Comment by meindnoch

Comment by meindnoch 2 days ago

16 replies

EoL devices are a huge liability. We need laws that require vendors to equip smart devices with remote hardkill switches, so they can be permanently disabled by the vendor when they reach EoL. A disabled smart device is better than one that can be weaponized by threat actors.

UniverseHacker 2 days ago

That is insane. I mostly buy and use “EOL” devices because they’re cheaper and have no issues. Recently bought my son an old Intel Mac Mini and he loves it.

You can easily still secure an EOL device- with the old Mac I just use it with the firewall on, no ports open, and a modern secure browser. There is really no attack surface from the OS which is EOL, and this old device has aged past being worth developing attacks for.

  • getcrunk 2 days ago

    Tell that to the recent windows bug where even if you block ipv6 in your device firewall or was it even turn off the stack your device is vulnerable to specially crafted ipv6 packet

Cheetah26 2 days ago

Much better legislation would be requiring that the firmware/software source be released at EOL, so that users can maintain the hardware they purchased for as long as they like.

  • meindnoch 2 days ago

    Probably we need both.
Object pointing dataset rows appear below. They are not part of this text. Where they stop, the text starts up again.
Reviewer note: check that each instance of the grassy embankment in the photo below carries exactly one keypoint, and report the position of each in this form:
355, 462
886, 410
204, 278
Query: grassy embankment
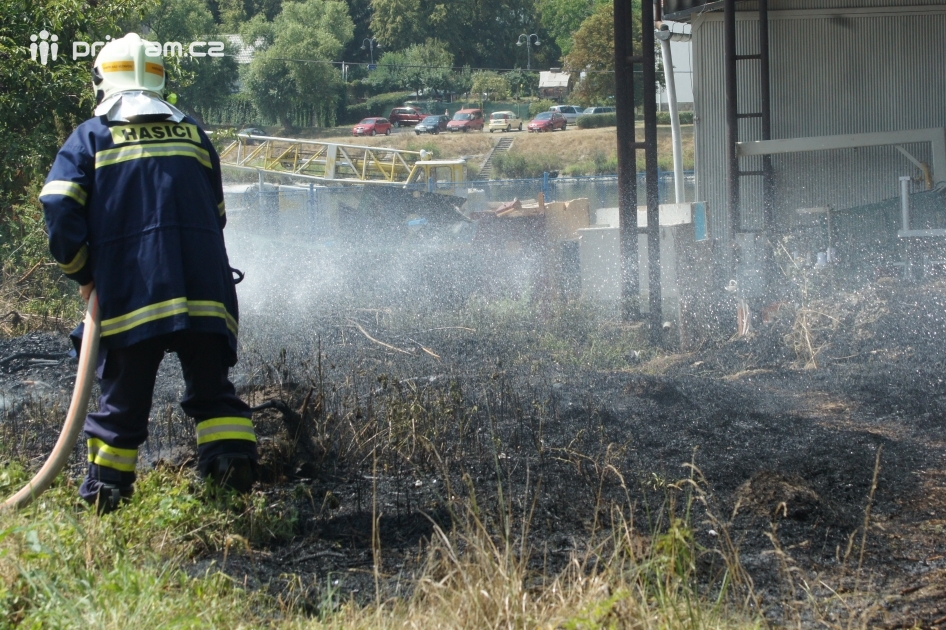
66, 568
572, 152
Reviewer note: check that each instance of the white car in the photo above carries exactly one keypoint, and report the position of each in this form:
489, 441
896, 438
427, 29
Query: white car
504, 121
570, 112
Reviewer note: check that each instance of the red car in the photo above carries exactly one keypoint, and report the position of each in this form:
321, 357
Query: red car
372, 127
401, 116
547, 121
466, 119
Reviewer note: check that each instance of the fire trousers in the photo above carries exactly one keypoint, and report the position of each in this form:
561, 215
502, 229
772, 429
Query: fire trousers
127, 377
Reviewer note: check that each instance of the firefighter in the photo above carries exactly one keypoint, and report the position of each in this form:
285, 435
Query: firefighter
134, 209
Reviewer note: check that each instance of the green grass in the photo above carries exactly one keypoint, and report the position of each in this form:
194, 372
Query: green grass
62, 566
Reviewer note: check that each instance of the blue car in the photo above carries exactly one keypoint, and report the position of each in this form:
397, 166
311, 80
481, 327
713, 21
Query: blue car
431, 124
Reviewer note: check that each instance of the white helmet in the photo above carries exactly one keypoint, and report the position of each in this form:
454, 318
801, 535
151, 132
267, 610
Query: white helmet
125, 64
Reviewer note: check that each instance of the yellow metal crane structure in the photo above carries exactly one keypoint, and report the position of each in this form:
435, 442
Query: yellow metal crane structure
334, 163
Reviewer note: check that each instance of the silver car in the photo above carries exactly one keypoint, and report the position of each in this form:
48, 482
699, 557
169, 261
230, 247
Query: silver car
570, 112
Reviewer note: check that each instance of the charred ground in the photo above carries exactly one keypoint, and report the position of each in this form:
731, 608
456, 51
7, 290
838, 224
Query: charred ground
413, 425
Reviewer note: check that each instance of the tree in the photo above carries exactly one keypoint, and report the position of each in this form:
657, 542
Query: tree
420, 67
292, 70
562, 18
491, 83
522, 83
593, 54
41, 104
201, 83
482, 33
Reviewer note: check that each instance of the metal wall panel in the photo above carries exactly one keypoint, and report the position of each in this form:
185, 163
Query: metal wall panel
852, 72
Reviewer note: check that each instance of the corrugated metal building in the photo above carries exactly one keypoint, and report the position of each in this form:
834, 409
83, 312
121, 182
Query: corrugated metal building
836, 67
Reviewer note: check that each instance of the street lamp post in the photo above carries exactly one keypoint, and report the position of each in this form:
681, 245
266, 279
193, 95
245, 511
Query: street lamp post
372, 43
527, 40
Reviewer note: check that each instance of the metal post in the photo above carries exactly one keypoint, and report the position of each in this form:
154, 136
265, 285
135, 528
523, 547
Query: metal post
627, 158
665, 38
768, 182
648, 44
905, 202
732, 118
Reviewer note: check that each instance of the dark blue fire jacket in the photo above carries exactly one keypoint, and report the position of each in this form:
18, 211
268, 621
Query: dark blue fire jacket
138, 208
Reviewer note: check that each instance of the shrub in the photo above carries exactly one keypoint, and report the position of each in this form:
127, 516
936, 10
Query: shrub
538, 107
592, 121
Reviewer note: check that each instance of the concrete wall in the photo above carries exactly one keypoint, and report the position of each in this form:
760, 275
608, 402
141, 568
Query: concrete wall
835, 70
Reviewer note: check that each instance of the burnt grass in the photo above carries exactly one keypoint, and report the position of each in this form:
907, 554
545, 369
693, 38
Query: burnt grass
424, 426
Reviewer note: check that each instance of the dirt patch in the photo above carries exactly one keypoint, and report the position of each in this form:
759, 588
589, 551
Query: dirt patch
379, 445
773, 495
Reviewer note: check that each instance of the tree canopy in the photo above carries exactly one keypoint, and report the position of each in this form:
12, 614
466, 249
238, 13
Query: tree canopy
593, 54
292, 69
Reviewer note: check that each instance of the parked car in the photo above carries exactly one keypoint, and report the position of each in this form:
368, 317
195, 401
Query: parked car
570, 112
252, 131
372, 127
504, 121
401, 116
547, 121
598, 110
434, 124
466, 119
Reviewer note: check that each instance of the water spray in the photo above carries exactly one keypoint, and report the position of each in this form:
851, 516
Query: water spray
75, 417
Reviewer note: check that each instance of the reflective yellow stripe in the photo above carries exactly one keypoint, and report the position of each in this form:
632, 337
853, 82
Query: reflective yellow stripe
101, 454
76, 264
193, 308
138, 151
65, 188
233, 428
118, 66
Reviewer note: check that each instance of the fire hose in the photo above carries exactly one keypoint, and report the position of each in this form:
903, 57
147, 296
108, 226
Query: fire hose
88, 353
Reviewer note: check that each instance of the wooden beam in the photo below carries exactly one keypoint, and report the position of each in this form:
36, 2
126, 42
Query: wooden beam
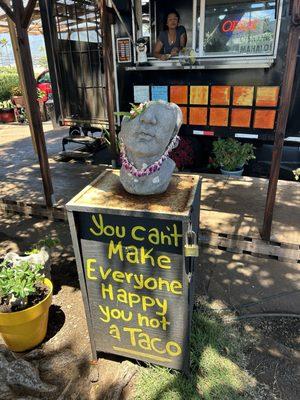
109, 75
14, 42
33, 110
284, 108
8, 11
28, 12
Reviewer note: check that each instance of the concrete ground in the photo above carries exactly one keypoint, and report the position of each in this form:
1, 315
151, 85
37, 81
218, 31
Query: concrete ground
236, 281
240, 282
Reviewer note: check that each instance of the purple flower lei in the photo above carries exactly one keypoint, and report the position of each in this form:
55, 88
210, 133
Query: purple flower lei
151, 168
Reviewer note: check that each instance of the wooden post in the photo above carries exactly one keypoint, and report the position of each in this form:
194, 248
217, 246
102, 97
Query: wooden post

Hardkill all devices, and let determined users resurrect their own devices with the open source firmware if needed. The point is that millions of vulnerable devices won't stay online by default.

  • mnau 2 days ago

    How big percentage of customers even logged to their home router. It will be way below 10% (I would wager in lower single digit percents).

    So

    * manufactures open source it

    * "someone" is going to maintain it, for free

    * all these people are going to find non-malware infested fork

    * upload custom ROM to their devices.

    I just don't see it.

    Automatic updates/killswitch are the only way forward.

  • liotier 2 days ago

    Want to sell a device ? Deposit the software in escrow, released one year after the firm stops supporting the device !

nashashmi 2 days ago

The terms of service of the device did not require replacement nor issue end of life date. What basis would the law have to enforce replacement?

aeternum 2 days ago

Auto-applying security updates is actually a major threat vector. It's often easier to compromise a cloud deployment system/key rather than thousands of edge-deployed devices.
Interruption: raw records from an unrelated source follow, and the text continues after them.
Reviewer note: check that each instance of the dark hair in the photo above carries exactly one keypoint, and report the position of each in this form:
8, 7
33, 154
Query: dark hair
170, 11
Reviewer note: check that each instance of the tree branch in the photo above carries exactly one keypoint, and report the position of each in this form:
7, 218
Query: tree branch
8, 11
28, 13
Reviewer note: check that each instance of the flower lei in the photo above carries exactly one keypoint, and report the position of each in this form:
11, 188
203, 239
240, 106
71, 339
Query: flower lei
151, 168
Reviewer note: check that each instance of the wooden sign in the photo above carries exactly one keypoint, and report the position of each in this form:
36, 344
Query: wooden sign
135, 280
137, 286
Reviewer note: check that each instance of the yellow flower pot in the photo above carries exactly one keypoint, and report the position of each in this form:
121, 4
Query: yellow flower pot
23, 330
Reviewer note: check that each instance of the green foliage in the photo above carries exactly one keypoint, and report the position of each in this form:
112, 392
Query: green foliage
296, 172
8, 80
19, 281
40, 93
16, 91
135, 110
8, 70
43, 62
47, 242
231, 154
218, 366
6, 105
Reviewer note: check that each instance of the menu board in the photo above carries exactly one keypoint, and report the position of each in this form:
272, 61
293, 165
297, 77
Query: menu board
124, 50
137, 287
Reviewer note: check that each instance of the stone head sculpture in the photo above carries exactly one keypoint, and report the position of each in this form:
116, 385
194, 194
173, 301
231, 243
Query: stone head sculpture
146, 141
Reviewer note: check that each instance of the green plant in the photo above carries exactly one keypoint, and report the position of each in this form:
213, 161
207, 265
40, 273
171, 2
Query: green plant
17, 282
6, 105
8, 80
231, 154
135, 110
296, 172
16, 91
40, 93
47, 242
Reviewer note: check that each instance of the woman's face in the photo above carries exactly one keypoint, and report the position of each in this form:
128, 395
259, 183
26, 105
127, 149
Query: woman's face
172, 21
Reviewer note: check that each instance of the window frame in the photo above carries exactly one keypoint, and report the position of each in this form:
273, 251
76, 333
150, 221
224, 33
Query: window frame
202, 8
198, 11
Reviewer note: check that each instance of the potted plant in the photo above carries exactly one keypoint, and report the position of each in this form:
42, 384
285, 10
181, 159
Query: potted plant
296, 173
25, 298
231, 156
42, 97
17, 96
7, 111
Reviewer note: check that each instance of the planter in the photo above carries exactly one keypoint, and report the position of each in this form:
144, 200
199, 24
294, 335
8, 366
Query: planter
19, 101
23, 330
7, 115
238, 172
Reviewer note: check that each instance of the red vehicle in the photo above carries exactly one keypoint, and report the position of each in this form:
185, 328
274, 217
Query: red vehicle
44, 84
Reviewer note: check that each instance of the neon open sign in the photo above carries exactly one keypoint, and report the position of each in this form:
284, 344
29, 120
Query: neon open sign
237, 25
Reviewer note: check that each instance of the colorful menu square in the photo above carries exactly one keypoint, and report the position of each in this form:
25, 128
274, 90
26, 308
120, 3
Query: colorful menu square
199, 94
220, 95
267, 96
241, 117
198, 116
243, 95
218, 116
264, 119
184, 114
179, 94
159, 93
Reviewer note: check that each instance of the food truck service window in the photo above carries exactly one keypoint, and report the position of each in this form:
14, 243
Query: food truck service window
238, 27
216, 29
An EOL device that has withstood the test of time, and has had many security patches but is no longer connected if often one of the most secure devices.

olabyne a day ago

The planet is dying and the way you think is part of it. IT security is important, but none of that is more important the planet's ressources

notfed 2 days ago

Yikes -1 to that. Sounds like a vendors dream anyway, I don't know if that needs to be incentivized.

compootr 2 days ago

Right, but do you want these still usable devices to become e-waste?

for those that can secure them properly (e,g air-gapping) why do we need to make old iot stuff non-functional bricks?

something I'd be more ok with is to disable it, but in the device's settings, allow it to be re-enabled

  • meindnoch 2 days ago

    If you truly air-gap the device, then the kill signal wouldn't reach it, so all is well.